As he prepared to retire after breaking a hip, Stengel had the idea to hire beloved Yankees catcher Yogi Berra, whom the Yankees had let go as a manager. Berra had built up an extraordinary record with the Yankees under Stengel’s management. But Berra didn’t help the Mets much, and retired from play after four games.
It was new manager Gil Hodges (who was one of Stengels’ Mets debut players in ‘62) who turned the team’s fortunes around in 1969. He led them to become the “Miracle Mets” in their first World Series victory.
After his official retirement, Stengel stayed on with the Mets as vice president. In 1966, making an exception to the usual five-year rule, the members of the Baseball Writers’ Association of America unanimously elected him to the sport’s Hall of Fame.

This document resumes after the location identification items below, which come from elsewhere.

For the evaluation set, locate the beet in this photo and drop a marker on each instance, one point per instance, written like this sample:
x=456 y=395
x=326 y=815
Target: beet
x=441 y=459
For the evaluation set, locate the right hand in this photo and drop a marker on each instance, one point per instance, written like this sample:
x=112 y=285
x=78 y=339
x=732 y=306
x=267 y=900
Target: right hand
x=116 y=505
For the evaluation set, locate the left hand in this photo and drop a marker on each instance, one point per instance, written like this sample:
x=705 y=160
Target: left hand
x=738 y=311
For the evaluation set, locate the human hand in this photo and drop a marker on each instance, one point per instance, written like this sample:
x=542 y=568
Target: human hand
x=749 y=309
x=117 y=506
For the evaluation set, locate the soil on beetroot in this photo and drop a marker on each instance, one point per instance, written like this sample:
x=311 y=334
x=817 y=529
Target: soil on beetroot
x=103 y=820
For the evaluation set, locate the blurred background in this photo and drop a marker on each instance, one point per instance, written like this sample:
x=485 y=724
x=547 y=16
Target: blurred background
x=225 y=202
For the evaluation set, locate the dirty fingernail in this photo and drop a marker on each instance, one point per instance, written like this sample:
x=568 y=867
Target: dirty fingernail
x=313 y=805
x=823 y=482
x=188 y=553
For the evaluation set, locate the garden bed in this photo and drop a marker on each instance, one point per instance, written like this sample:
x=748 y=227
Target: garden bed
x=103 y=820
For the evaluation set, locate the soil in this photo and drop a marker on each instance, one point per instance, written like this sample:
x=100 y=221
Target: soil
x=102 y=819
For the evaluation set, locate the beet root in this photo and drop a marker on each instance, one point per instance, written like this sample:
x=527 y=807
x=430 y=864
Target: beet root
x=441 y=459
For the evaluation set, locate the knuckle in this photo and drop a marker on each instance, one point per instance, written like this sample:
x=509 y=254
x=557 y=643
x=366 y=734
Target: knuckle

Casey Stengel died of lymphatic cancer in Southern California in 1975.
His quarter-century as a manager saw him lead three mediocre-to-awful clubs, and one so extraordinarily good that it remains a legend. And he gave us fans a joyous history of grit and dedication to his game, along with plenty of memorable moments and shining witticisms that could have come from no one else.